Eternal Gift will be our next runner when he makes a road trip to Marseille on Monday. I didn’t like the choices for him here in Cagnes, where he either would have had to run against older horses or run on the turf, so we’ll take our chances up the road in a condition race.

Gorki Park, Grey Falcon, Blue Lilac and Santarini all have yet to hit the board, but they’ll have chances soon, I hope. Gorki ran badly on Monday, and I’m not sure why. He didn’t have the same action as he did in his first two times out, but I can’t find anything too wrong with him. His shins may be bothering him just a bit again, but I don’t think it’s serious. Grey Falcon got a bad ride last time out and will have another chance next week. Blue Lilac hasn’t show much so far, but we’ll give her another couple of shots, too, and Santarini desperately needs to get into a race – she’s been eliminated twice now. We’ll try to get Blue and her into the same race on Feb. 9 and go from there.

Meanwhile, the carnival atmosphere behind the scenes continues apace. The usual gathering at “Joe’s Bar” – tack room by day, debauchery by night – takes place every evening after stable time. The cantine is doing a brisk business and the Concorde is never empty. My staff is living in relative squalor in the lad’s rooms above the boxes, but they seem to like it in a strange way. Their room looks like a cross between Animal House and a trailer park after a tornado – not the least because the apprentice jockey from the English team seems to have moved in with them.

I, on the other hand, am living in relative luxury in my tiny studio in the Afasec building. The final bend of the main track is right outside my window, and the pull-out sofa bed is barely bigger than a glorified twin – OK for me, but not sure what will happen when Tim comes in a couple of weeks. That said, my bathroom is big, very warm and usually with hot water, which is far, far more than I can say about the staff accommodations. I’ve also got WiFi, which is indispensable. Andrew, who rents a far more lavish apartment in the Baie des Anges, does not have WiFi, so sometimes I find him sitting outside my door piggy-backing on mine.

My car has become the communal shuttle, so I have to make sure I keep track of who has it and where the keys might be at any given time. Everyone is more than willing to help out everyone else, sometimes in the strangest situations. The other night, Agata and Natalie found themselves rounding up a horse that decided to have an after-midnight tour around the stabling area. Once they caught the horse, they looked everywhere for the empty box it might have come from but found only fully occupied quarters. They found an empty box in the trotter barn and parked the horse there, told security about it (they were in their booth at the front gate, blissfully oblivious that anything had happened) and went back to bed. They checked back the next morning and found a trotter in the trotter box, so where the thoroughbred they had parked there the night before went was anyone’s guess.
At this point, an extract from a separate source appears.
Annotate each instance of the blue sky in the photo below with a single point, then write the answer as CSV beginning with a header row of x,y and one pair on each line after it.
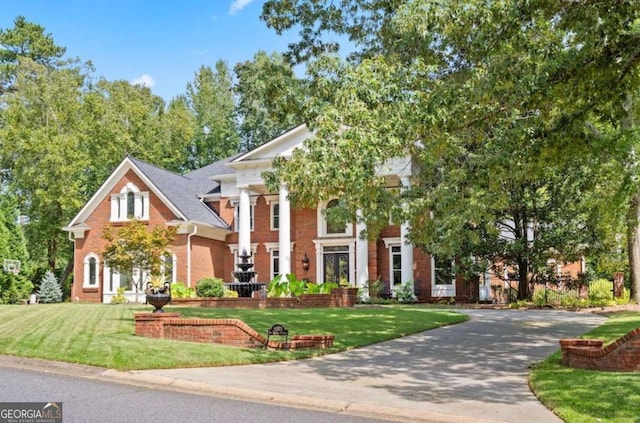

Luckily, none of our horses are escape artists; their boxes are outside of the main stabling enclosure, so if one got loose, who knows where we’d find it. That said, since we are right across from the grain depot, perhaps we wouldn’t have far to look. Santarini is the most likely candidate for an accidental escape. There is a hook on the front of her door that she loves to play with, and she can also reach the light switch on the wall outside. More than once I’ve gone back for a late-night check to find her trying to sleep under fluorescent lighting. If only we could teach her to turn it off herself.